Money-for-ton mitigation has its own strengths and weaknesses. The unit of measurement is money spent on climate action, not the impact of that spend. Thus it’s difficult to monitor and measure its real climate benefits.
But money-for-ton mitigation opens the door to a wider range of climate action opportunities, such as funding climate solutions in early stages of development that have uncertain outcomes but high potential payoffs. Money-for-ton mitigation funds can also support climate initiatives with long time horizons, such as education, policy advocacy or research, which can’t be measured against current emissions.
Spending the climate transition budget
The program’s carbon fees will ratchet up each year. The fee will start at $15 per ton of Scopes 1, 2, and 3 emissions in 2025 and increase to $21 by 2027. By the end of the year following certification, companies will have to spend their transition funds across two categories — abatement activities within and beyond their value chains.
“What I see as a really big unlock from the new certification is any certified brand has to go invest that budget in decarbonization solutions… We know that if brands want to achieve their reduction targets in the future, they need to be investing in solutions now,” said Gausewitz.
Value chain abatement
Companies must use at least 10 percent of their transition budgets toward value chain abatement. That can include purchasing lower-carbon electricity, fuels and materials, as well as carbon capture equipment. The label encourages brands to focus spending on reducing their biggest emission sources.
To participate in the program, companies must set near-term emission reduction targets, aiming for 50 percent reduction by 2030, and report on progress. But there’s no requirement to meet those targets to qualify for annual recertification. “Our view is it’s better to have companies at the table funding projects that are eligible for the standard,” said Change Climate Project CEO Austin Whitman. “It’s better to do that than have them not at the table.”
Beyond the value chain
Companies must spend the balance of their transition budgets on reducing emissions beyond their value chains. This can include purchase and retirement of carbon credits as well as policy advocacy, employee education and other initiatives.
The Label includes detailed guidelines on what types of carbon credits qualify, and encourages participating brands to follow the Oxford Offsetting Principles.

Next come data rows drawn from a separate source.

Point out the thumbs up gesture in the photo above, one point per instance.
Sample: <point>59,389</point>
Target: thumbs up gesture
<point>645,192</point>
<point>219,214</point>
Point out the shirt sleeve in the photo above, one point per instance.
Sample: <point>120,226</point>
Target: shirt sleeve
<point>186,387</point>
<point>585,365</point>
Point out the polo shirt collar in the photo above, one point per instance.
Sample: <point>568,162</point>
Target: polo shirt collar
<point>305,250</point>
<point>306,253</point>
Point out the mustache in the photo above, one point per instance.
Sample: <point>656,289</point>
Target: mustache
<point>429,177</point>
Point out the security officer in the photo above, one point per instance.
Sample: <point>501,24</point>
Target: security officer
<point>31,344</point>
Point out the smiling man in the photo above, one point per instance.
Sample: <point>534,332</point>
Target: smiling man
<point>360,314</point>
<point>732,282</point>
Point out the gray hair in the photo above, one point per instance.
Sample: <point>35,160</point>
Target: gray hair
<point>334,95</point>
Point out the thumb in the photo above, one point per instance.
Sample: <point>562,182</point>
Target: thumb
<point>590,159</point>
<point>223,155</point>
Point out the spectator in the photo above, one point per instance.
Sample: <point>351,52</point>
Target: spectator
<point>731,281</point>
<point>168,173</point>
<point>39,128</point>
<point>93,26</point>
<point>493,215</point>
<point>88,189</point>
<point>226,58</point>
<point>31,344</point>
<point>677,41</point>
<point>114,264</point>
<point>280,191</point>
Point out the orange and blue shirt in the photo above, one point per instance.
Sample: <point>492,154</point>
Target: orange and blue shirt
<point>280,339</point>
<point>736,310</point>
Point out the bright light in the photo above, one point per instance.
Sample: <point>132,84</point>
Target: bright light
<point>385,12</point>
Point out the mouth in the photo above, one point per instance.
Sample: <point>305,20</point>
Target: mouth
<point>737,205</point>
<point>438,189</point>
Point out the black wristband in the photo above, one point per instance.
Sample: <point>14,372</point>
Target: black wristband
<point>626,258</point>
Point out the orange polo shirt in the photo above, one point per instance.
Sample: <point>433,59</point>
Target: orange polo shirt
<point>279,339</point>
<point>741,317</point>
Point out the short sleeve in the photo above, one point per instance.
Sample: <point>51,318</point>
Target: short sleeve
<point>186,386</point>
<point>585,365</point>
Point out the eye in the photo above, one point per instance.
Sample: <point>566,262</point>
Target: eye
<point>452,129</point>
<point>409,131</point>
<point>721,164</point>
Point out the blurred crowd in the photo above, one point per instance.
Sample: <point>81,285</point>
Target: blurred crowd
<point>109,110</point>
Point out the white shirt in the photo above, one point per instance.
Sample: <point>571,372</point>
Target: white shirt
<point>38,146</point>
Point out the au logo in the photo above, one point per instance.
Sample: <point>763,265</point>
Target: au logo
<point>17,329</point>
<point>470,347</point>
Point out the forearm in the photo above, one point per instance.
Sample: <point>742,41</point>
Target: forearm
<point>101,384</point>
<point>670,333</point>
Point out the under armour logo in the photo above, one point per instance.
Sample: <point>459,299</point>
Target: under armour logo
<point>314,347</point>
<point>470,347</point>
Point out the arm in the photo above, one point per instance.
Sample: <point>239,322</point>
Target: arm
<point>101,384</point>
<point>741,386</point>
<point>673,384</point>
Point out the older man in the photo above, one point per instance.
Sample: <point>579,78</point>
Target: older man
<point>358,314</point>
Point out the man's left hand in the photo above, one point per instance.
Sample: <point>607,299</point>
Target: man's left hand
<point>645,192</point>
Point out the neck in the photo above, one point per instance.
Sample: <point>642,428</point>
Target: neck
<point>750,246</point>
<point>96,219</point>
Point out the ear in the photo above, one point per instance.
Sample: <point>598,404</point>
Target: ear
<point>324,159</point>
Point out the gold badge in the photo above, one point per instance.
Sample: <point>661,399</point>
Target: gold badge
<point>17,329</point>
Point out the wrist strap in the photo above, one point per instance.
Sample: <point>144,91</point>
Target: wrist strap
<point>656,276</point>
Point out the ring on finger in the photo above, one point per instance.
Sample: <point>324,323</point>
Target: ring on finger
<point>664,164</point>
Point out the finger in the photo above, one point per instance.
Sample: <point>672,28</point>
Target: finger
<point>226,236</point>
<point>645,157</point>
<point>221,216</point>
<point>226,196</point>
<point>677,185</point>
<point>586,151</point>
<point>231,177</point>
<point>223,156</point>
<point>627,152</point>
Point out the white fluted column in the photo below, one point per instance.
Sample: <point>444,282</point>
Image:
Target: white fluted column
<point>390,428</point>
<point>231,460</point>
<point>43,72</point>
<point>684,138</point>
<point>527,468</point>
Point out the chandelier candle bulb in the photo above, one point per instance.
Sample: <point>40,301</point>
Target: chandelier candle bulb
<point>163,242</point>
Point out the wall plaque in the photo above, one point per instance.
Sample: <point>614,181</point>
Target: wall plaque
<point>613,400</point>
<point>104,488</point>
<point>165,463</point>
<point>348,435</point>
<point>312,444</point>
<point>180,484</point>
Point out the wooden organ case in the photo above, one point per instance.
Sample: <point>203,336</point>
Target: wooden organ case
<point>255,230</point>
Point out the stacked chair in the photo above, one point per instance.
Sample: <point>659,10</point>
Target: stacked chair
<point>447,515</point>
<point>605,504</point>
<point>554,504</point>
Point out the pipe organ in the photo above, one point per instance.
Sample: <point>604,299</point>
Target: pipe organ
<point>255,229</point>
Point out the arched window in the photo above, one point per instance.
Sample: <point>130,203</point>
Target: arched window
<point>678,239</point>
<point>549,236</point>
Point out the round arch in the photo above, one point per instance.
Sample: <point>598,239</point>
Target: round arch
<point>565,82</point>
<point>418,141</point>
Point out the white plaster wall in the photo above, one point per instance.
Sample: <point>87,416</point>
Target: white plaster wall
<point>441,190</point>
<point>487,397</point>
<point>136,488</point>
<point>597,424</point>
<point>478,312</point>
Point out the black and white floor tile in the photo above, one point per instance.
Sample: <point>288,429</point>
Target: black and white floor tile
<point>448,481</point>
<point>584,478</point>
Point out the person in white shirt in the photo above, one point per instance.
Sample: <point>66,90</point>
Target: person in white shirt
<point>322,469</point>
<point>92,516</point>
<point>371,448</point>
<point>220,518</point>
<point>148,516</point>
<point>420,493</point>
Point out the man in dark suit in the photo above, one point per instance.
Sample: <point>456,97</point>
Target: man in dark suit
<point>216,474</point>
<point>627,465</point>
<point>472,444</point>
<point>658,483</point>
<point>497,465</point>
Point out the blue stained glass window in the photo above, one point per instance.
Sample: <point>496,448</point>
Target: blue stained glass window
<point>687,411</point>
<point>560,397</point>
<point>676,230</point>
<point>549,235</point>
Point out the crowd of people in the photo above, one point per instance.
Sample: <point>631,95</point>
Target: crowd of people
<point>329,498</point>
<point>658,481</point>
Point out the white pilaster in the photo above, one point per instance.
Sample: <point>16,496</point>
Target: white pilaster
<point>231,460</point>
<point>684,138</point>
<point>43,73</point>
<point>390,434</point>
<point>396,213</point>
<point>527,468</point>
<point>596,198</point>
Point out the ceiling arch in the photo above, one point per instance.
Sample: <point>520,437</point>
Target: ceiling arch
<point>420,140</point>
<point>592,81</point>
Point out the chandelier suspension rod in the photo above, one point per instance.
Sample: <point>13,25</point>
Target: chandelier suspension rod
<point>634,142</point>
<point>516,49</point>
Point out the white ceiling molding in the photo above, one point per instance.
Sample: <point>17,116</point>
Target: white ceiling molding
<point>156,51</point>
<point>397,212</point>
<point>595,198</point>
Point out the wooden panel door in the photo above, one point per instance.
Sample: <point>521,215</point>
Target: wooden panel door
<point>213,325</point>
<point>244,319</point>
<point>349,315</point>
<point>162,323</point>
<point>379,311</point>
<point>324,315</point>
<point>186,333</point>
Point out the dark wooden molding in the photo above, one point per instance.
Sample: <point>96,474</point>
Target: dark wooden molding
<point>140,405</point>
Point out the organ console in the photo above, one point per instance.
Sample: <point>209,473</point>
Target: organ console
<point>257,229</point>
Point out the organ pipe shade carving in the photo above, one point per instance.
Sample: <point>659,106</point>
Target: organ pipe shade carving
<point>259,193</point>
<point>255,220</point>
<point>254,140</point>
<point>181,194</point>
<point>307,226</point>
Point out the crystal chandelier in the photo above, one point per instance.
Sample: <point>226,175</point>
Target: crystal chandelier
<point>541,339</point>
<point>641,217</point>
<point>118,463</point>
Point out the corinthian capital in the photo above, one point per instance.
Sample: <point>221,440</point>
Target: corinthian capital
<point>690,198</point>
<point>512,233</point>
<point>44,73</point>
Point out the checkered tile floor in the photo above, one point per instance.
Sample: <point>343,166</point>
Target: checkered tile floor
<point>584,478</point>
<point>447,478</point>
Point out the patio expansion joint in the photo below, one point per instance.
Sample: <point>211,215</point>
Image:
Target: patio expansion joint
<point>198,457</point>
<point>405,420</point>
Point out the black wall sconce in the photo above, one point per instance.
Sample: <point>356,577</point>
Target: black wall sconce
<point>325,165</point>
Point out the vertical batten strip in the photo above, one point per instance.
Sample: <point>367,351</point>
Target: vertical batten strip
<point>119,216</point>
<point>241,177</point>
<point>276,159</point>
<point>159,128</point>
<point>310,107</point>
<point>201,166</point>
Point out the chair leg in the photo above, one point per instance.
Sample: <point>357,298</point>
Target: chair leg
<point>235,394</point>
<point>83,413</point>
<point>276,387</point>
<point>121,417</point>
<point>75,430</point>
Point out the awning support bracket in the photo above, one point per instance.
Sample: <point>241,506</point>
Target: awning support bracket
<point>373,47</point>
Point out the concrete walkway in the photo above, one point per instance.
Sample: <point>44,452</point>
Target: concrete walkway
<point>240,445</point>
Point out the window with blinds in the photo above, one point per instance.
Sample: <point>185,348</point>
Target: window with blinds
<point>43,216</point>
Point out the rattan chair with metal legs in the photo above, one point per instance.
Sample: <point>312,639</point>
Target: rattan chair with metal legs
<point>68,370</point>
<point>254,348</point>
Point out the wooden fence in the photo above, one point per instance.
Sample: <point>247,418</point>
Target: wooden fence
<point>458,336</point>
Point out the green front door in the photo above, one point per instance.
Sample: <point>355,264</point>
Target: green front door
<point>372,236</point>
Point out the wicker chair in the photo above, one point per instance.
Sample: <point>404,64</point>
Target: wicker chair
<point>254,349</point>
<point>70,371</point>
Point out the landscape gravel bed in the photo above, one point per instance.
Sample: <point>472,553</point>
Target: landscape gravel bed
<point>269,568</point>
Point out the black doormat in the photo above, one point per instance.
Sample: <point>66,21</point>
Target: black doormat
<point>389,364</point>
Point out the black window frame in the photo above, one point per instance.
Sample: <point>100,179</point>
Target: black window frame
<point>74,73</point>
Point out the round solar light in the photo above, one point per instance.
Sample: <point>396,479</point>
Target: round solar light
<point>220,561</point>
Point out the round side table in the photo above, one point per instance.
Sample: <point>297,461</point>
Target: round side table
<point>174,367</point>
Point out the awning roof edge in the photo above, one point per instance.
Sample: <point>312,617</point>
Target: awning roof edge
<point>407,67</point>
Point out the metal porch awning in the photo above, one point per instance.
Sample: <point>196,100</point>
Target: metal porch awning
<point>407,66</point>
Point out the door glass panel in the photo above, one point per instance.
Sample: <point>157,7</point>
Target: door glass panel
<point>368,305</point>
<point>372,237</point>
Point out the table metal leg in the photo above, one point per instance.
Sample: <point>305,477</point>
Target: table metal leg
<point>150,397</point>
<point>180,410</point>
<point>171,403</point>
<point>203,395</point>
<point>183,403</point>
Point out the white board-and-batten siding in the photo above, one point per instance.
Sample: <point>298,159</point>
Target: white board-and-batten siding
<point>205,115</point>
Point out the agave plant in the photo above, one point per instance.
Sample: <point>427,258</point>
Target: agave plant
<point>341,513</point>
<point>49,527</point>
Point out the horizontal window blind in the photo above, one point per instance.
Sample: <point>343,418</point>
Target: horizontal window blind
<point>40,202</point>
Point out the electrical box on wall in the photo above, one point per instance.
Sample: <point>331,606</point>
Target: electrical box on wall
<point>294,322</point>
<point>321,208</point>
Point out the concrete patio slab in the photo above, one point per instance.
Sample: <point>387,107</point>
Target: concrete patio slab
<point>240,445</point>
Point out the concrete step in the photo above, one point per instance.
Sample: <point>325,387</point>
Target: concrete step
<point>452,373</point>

Advancing net zero goals globally continues to be a critical part of REI’s climate strategy. Although it’s made steady progress toward its Science Based Targets initiative-approved net zero target, “one of the challenges of decarbonizing our business is that there haven’t been many readily available opportunities to go reduce our emissions immediately,” said Gausewitz.
To date, REI’s carbon credit strategy has centered on nature-based carbon removal projects, including restoration of outdoor spaces. The brand plans to use its transition funds to incorporate more low-carbon materials into its products and to create a more circular business model via its used gear offering.
Allbirds, Alter Eco, Klean Kanteen, MiiR, Nomadix and more than a dozen other consumer brands have also pledged to participate in The Climate Label program in 2025.
“The purpose and power of the label is not to try to define a single thing that all companies are going to be doing, but define at a higher level that companies are investing proportionate to their emissions,” said Whitman.